How do I translate a DNA sequence to protein in Biopython?
Create a Seq object and call translate(): `from Bio.Seq import Seq; seq = Seq("ATGGCCATTGTAATGGGCCGCTGA"); protein = seq.translate()`. For non-standard codon tables, specify the table parameter: `seq.translate(table="Vertebrate Mitochondrial")`. You can also use `seq.transcribe()` to get the mRNA sequence first.
How do I search NCBI databases using Biopython Entrez?
Set your email first with `Entrez.email = "you@example.com"`, then use `Entrez.esearch(db="nucleotide", term="BRCA1[Gene] AND Homo sapiens[Organism]", retmax=10)` to search. Fetch results with `Entrez.efetch(db="nucleotide", id="NM_007294", rettype="gb", retmode="text")` and parse with SeqIO.read(handle, "genbank").
How do I run BLAST from Biopython?
For local BLAST: `from Bio.Blast.Applications import NcbiblastnCommandline; cmd = NcbiblastnCommandline(query="query.fasta", db="nt", evalue=0.001, outfmt=6); stdout, stderr = cmd()`. For online BLAST: `from Bio.Blast import NCBIWWW; result = NCBIWWW.qblast("blastn", "nt", sequence_string)`. Parse XML results with NCBIXML.parse().
How do I perform pairwise sequence alignment with Biopython?
Use the newer PairwiseAligner class: `from Bio.Align import PairwiseAligner; aligner = PairwiseAligner(); aligner.mode = "global"; aligner.match_score = 2; aligner.mismatch_score = -1; alignments = aligner.align("ATCGATCG", "ATGGATCG"); print(alignments[0])`. The older pairwise2.align module is also available but deprecated in newer versions.

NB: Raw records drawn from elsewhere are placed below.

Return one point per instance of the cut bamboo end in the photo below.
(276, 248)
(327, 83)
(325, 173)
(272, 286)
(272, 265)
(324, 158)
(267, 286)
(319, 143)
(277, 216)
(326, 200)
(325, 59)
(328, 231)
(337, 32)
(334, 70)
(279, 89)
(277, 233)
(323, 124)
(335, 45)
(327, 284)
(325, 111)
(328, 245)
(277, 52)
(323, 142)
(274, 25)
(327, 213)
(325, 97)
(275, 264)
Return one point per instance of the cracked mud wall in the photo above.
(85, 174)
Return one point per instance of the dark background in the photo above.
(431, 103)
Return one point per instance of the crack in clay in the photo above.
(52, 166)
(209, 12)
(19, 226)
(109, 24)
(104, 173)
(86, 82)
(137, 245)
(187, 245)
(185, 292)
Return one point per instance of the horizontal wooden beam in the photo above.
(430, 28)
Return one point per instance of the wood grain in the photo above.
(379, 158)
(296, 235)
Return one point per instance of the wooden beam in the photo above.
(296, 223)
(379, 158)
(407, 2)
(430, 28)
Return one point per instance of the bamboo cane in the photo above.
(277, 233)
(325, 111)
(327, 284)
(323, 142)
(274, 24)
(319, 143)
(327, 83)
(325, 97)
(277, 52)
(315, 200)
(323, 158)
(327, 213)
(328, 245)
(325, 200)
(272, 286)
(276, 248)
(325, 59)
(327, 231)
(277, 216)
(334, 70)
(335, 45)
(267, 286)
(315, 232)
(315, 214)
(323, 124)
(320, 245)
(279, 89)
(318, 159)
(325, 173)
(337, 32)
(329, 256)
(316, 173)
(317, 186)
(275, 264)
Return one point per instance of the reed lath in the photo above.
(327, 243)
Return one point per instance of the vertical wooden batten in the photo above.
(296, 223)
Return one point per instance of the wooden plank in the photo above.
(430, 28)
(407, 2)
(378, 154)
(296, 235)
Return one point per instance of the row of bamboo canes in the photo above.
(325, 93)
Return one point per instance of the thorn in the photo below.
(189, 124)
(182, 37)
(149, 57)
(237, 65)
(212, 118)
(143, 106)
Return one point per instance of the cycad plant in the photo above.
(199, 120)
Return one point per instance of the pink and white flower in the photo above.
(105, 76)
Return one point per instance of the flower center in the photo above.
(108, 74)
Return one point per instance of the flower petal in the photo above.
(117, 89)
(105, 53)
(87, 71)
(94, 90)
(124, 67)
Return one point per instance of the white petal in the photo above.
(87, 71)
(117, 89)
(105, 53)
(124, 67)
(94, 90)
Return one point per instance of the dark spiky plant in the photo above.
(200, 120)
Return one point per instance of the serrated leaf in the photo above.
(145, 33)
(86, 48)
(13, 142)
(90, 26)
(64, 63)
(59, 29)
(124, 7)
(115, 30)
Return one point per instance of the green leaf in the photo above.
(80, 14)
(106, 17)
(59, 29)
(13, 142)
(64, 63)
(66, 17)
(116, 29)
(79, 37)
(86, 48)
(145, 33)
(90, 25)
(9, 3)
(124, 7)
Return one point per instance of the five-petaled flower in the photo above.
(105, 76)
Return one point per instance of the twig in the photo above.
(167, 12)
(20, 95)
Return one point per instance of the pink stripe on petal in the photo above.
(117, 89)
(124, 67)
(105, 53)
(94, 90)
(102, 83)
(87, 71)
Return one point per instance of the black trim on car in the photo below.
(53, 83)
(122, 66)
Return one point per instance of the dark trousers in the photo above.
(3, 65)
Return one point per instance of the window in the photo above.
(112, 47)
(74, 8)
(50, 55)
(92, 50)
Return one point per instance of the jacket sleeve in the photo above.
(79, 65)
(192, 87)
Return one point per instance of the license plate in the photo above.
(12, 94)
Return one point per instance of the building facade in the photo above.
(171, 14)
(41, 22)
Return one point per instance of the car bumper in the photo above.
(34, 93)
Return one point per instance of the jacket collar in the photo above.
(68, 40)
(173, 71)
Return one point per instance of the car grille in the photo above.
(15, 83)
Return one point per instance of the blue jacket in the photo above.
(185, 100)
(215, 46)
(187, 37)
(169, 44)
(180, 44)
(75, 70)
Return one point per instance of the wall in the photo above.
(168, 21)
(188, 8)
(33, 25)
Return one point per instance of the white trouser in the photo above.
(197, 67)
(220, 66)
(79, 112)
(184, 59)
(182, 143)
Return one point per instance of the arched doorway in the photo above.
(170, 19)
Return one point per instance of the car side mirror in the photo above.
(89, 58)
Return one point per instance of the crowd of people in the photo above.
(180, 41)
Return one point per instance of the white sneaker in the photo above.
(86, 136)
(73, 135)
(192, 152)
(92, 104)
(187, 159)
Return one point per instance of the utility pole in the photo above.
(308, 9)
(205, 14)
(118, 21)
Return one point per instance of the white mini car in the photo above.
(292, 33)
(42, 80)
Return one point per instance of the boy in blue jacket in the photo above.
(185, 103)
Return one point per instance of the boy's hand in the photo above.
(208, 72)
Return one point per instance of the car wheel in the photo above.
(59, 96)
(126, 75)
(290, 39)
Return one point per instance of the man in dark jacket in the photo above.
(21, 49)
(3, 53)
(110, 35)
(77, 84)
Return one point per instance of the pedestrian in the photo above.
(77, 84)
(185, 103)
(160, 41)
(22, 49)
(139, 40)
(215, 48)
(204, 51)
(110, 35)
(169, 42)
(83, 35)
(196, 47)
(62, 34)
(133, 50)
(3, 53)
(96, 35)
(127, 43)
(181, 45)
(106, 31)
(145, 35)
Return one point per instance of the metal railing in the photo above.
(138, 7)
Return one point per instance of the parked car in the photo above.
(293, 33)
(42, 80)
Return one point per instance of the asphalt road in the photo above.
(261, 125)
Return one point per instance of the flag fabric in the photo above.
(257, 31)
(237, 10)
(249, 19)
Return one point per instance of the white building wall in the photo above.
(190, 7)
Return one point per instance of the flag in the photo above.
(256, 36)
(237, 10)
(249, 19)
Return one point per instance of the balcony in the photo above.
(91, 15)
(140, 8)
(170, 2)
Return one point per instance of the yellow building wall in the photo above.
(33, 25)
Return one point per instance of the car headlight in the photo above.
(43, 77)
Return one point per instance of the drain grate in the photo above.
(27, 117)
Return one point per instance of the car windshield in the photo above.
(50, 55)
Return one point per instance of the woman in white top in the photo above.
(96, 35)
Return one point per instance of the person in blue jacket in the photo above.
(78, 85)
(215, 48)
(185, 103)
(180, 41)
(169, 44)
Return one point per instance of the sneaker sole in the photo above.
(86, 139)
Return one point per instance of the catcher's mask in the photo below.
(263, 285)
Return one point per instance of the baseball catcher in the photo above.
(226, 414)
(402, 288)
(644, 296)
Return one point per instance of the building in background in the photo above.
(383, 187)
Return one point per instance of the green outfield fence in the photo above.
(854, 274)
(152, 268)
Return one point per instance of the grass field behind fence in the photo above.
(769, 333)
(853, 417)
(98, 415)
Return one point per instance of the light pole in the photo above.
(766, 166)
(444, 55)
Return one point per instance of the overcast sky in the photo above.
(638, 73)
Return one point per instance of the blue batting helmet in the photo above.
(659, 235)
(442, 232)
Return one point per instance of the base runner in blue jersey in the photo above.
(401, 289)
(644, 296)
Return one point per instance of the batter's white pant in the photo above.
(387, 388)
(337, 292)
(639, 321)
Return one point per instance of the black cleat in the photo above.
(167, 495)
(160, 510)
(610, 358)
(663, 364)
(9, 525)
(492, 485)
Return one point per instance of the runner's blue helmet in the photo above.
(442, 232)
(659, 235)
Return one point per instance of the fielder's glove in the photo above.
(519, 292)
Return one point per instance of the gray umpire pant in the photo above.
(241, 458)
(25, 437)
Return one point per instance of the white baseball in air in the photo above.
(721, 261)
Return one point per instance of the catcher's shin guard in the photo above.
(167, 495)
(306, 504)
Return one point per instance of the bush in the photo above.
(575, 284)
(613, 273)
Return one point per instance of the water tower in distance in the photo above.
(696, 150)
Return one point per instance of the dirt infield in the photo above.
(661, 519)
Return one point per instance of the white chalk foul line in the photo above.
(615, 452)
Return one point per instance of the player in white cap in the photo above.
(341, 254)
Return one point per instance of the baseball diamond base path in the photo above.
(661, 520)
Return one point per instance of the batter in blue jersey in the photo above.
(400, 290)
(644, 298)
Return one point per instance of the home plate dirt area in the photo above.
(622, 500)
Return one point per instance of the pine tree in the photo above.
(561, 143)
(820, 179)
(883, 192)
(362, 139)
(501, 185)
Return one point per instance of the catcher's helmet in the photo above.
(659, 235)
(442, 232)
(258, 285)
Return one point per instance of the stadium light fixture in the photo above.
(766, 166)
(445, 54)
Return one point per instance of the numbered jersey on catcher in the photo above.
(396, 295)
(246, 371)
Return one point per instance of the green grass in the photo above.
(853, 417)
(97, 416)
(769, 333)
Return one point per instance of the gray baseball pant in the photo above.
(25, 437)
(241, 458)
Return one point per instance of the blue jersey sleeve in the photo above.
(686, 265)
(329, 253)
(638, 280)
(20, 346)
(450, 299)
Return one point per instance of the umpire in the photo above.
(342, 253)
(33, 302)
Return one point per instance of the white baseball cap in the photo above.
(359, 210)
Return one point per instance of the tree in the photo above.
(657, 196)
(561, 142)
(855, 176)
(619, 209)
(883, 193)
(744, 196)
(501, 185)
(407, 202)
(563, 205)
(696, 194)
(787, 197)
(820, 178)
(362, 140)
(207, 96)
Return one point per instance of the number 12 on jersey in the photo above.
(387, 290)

How do I visualize a phylogenetic tree with Biopython?
Read the tree with `from Bio import Phylo; tree = Phylo.read("tree.nwk", "newick")`. For a quick ASCII view: `Phylo.draw_ascii(tree)`. For publication-quality graphics: `import matplotlib.pyplot as plt; fig, ax = plt.subplots(figsize=(10, 8)); Phylo.draw(tree, axes=ax); plt.savefig("tree.png")`. Supports Newick, Nexus, and PhyloXML formats.
How do I parse PDB structure files with Biopython?

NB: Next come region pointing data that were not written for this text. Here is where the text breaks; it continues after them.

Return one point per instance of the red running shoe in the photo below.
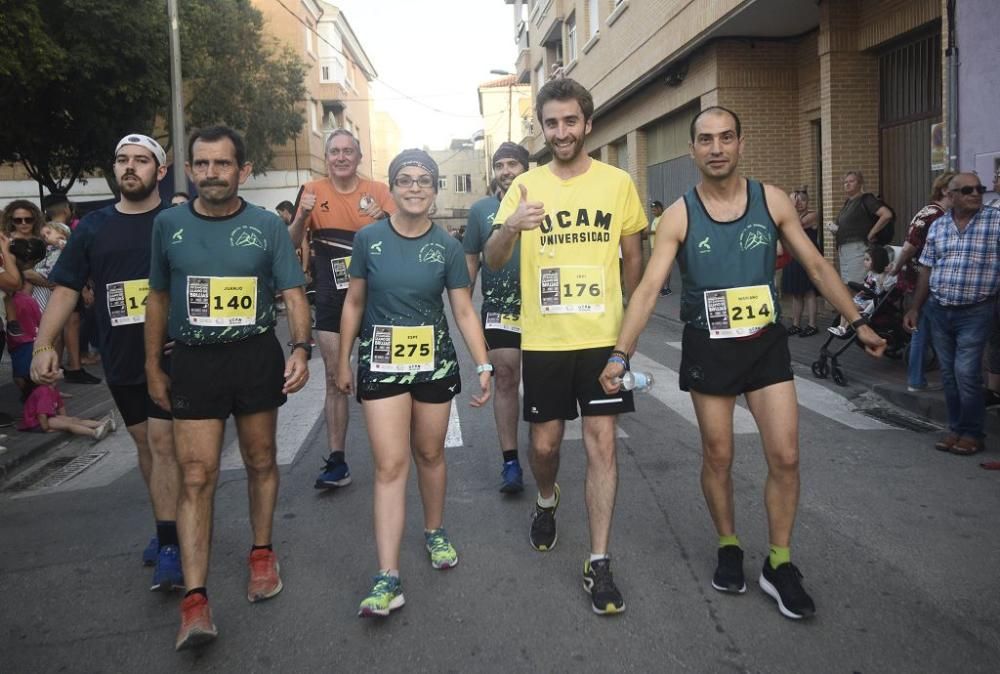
(197, 627)
(264, 579)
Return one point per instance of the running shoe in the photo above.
(197, 627)
(513, 478)
(784, 585)
(80, 376)
(729, 573)
(151, 552)
(264, 579)
(168, 575)
(443, 555)
(543, 535)
(386, 595)
(597, 581)
(335, 474)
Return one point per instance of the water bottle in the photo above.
(636, 381)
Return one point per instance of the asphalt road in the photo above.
(897, 544)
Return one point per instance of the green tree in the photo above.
(76, 75)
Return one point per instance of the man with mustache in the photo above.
(112, 247)
(217, 264)
(333, 209)
(571, 216)
(501, 311)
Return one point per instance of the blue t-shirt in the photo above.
(501, 288)
(112, 249)
(222, 273)
(405, 279)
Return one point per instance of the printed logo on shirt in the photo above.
(247, 236)
(431, 252)
(754, 236)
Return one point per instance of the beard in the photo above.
(136, 192)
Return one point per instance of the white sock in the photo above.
(549, 502)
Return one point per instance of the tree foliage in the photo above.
(76, 75)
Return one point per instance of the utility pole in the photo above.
(177, 99)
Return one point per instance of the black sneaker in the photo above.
(543, 535)
(784, 584)
(729, 573)
(80, 376)
(597, 581)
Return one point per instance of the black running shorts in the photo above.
(436, 391)
(729, 367)
(557, 382)
(212, 381)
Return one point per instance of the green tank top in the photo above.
(717, 255)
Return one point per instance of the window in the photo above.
(571, 38)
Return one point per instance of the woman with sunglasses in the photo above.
(407, 366)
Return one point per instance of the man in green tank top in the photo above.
(723, 233)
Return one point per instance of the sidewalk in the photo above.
(87, 401)
(884, 377)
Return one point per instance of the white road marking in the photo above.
(296, 419)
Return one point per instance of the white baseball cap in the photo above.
(146, 142)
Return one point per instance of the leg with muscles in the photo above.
(259, 450)
(507, 375)
(388, 422)
(335, 472)
(601, 488)
(715, 421)
(199, 444)
(775, 409)
(546, 438)
(428, 427)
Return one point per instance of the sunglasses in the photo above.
(969, 189)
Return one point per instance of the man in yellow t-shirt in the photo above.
(571, 215)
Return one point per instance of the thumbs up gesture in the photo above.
(528, 215)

Use PDBParser: `from Bio.PDB import PDBParser; parser = PDBParser(QUIET=True); structure = parser.get_structure("protein", "1abc.pdb")`. Navigate the hierarchy: structure > model > chain > residue > atom. For secondary structure, use DSSP: `from Bio.PDB.DSSP import DSSP; dssp = DSSP(model, "1abc.pdb")` which assigns H (helix), E (sheet), C (coil) to each residue.

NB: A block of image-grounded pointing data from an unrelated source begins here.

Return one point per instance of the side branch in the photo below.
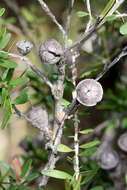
(52, 16)
(116, 60)
(34, 69)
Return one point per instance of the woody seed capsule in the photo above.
(89, 92)
(24, 47)
(50, 51)
(108, 160)
(122, 142)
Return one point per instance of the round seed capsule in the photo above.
(89, 92)
(108, 160)
(39, 117)
(50, 51)
(122, 142)
(24, 47)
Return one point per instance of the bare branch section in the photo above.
(69, 15)
(15, 8)
(52, 16)
(90, 16)
(76, 124)
(34, 69)
(95, 27)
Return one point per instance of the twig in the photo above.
(96, 131)
(57, 91)
(90, 16)
(122, 54)
(69, 15)
(76, 128)
(52, 16)
(15, 8)
(95, 27)
(34, 69)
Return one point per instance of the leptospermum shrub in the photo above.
(96, 160)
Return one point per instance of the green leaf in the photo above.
(86, 131)
(124, 123)
(8, 113)
(28, 15)
(82, 13)
(7, 64)
(97, 188)
(87, 73)
(67, 185)
(63, 148)
(78, 184)
(111, 18)
(4, 165)
(4, 97)
(31, 176)
(2, 10)
(26, 168)
(4, 41)
(5, 74)
(90, 144)
(21, 99)
(88, 152)
(123, 29)
(65, 103)
(56, 174)
(19, 81)
(108, 7)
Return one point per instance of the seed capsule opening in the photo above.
(89, 92)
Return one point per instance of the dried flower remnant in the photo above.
(50, 51)
(24, 47)
(122, 142)
(89, 92)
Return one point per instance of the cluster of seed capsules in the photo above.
(89, 93)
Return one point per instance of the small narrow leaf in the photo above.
(8, 113)
(65, 103)
(19, 81)
(63, 148)
(88, 152)
(4, 96)
(97, 188)
(21, 99)
(82, 13)
(56, 174)
(90, 144)
(86, 131)
(31, 176)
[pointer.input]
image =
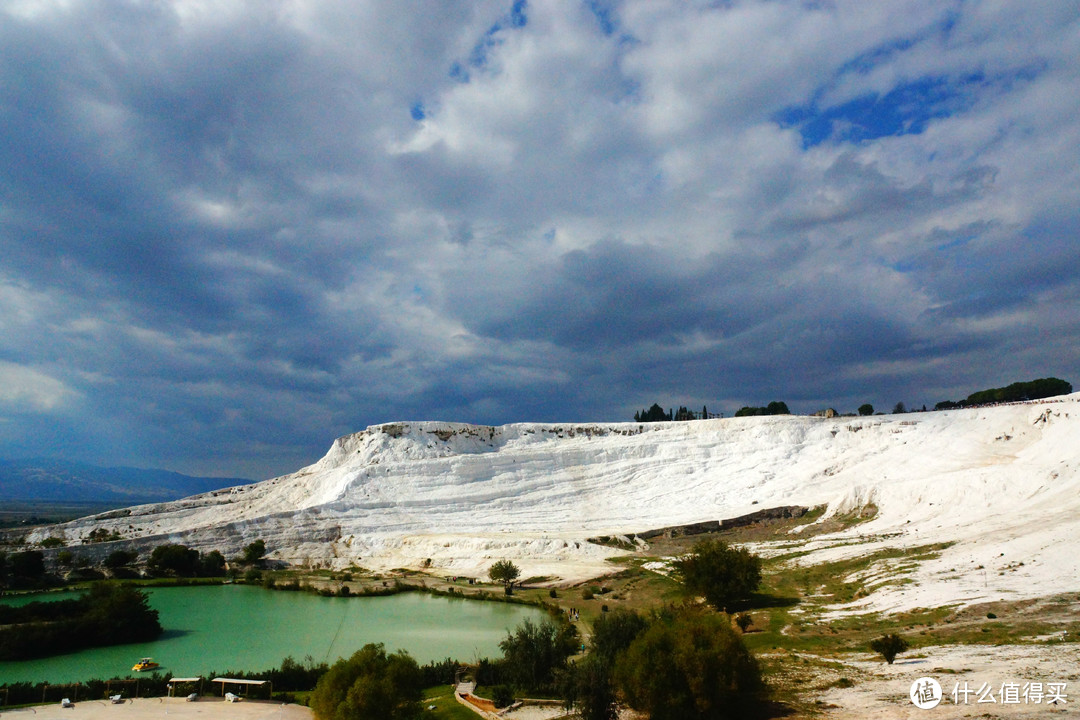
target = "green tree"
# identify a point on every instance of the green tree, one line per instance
(505, 572)
(369, 685)
(532, 654)
(723, 574)
(889, 646)
(613, 632)
(254, 552)
(212, 565)
(777, 407)
(690, 666)
(588, 687)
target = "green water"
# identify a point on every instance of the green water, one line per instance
(237, 627)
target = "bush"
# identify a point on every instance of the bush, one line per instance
(369, 685)
(254, 552)
(687, 666)
(532, 654)
(502, 696)
(505, 572)
(615, 632)
(725, 575)
(889, 647)
(588, 688)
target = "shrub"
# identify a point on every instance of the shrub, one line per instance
(532, 654)
(725, 575)
(370, 684)
(889, 647)
(502, 696)
(505, 572)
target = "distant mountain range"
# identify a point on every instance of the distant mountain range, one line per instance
(61, 480)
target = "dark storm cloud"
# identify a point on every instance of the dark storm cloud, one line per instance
(230, 232)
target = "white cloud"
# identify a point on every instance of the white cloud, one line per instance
(28, 390)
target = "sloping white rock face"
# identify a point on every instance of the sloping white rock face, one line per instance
(1000, 481)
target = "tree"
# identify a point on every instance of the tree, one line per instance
(615, 632)
(889, 647)
(775, 407)
(589, 688)
(532, 654)
(254, 552)
(690, 666)
(212, 564)
(505, 572)
(655, 413)
(725, 575)
(369, 685)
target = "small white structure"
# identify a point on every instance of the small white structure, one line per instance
(232, 697)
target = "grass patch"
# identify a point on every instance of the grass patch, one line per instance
(445, 706)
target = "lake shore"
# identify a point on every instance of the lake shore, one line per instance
(156, 708)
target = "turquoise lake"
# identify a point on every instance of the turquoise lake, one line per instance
(238, 627)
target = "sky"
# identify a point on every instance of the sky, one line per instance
(232, 231)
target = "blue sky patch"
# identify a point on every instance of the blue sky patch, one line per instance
(602, 11)
(904, 110)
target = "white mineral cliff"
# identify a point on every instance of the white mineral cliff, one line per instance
(1001, 483)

Is this Biopython reference free and does it require installation?
Yes, this web-based reference is completely free with no account or download required. It is a searchable cheat sheet with code examples you can browse from any device. Note that to actually run Biopython code, you need to install the library with `pip install biopython` in your Python environment. This reference helps you find the right syntax and examples quickly.